Kenny can't cook, suffering from a complete culinary handicap. Every time he tries, something ends up charred, scorched, and burning. When the two got together, Kyle made him promise to stay the hell out of the kitchen, reminding Kenny that the sole reason he passed Home Economics was because Kyle baked his final project. He didn't mind, content with being nightly dishwasher and occasional delivery order-er, however, every now and then, he makes a valiant attempt at breakfast-in-bed, and wakes Kyle up when he calls the fire department in a panic.

"In the kitchen, babe."

This doesn't smell like one of Kenny's blackened and crispy failures. No, spices and herbs drift through the air, seasonings that tingle his nose and wet his tongue. Walking to the kitchen, the aroma concentrates, strengthens, until he recognises it. In Denver, there was this hole-in-the-wall delicatessen, a place that didn't heavily advertise its authentic cuisine, because the food spoke for itself. Whenever Kyle felt particularly homesick, he'd go in and order something nostalgic, pretending the matzo ball soup in his bowl came from his mother's stainless-steel stockpot. It was a few blocks away from their apartment then, and it's a good three-hour drive there-and-back now.

Funny, a Rosh Hashanah morning service can last around the same amount of time.

Kyle feels the smile sneak onto his face, peers at the kitchen table. Only half the food is on a plate, Kenny in the middle of transferring the rest from their bags and containers. Brisket sits on a too small plate, slices of meat sloppily crowded into a pile, all doused in juice. Short stacks of latkes occupy a too large platter, little towers of fried potato set up like a fort, ready to compliment the strips of tender beef.
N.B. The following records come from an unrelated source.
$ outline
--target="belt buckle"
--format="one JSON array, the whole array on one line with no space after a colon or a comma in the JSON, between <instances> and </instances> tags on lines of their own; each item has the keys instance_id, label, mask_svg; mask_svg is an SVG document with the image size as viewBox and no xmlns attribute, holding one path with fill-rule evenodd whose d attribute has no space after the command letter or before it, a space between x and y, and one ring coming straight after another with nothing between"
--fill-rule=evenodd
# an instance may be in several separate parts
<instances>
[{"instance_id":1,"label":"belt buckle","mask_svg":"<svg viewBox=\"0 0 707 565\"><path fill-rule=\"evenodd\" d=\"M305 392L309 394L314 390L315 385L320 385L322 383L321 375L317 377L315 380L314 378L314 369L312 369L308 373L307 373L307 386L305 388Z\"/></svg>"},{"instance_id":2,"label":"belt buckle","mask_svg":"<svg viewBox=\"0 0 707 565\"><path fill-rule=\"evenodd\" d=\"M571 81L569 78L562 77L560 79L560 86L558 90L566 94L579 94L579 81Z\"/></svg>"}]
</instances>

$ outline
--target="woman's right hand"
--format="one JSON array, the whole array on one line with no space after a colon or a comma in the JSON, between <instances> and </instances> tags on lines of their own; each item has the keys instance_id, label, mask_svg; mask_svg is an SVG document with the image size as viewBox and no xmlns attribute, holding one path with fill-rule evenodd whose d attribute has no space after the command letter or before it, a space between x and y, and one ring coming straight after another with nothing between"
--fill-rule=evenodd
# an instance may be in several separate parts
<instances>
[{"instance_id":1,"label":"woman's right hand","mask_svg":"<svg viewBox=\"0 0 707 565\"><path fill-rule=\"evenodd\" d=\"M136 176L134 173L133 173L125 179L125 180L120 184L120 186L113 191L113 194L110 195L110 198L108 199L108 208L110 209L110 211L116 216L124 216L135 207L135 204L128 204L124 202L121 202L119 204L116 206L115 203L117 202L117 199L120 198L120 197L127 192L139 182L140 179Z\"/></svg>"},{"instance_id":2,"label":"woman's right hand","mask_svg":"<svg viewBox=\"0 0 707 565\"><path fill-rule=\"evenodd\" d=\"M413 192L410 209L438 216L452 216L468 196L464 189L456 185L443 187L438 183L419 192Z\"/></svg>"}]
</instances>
A white box holds a whole honey cake, loaded with sugar and sweetener, a single bite promising diabetic shock. Clumps of tzimmes tumble from plastic cup to ceramic bowl, Kenny probably wondering why Kyle likes carrots drenched in honey, but decidedly upholding the sacred principle of to each their own.

Kenny looks up from the bits of chopped orange, his gaze shifting to Kyle. Sweat greases blond hair, and violet accents blue eyes, but Kenny couldn't look happier. Kyle's stupidly happy expression rubs off on him, Kenny taking pride in every ounce of joy brimming in those green eyes. A smirk teases at his lips, "So did ya get me the honey sticks?"

Kyle pulls out a chair, rolls his eyes as he sits. He plucks two plastic tubes of honey from his pocket, watches Kenny's eyes glimmer. An eager hand reaches out, but Kyle holds the honey sticks away, playfully twisting them between his fingers. Kenny pouts, and Kyle drawls, "Y'know, I already said yes to marrying you, right? You don't need to do crap like this."

"I don't," Kenny shrugs, casual, nonchalant. Then, in a blink, he leans in close, leaving barely any distance. Kenny's like a shot of whiskey, a whiff enough to make him dizzy, a sip enough to sear his throat. Kyle can get drunk off just the heat of his lips, the taste of his breath, "But you love when I do."

"Fuck you," Kyle says, because it's true, because Kyle loves Kenny pulling this saccharine shit, because Kyle loves Kenny to a cloying extreme. They both laugh when they kiss, probably look as dumb as they feel, not that they care, not that it matters. All they feel is apples and honey and how much they love each other. L'shanah tovah.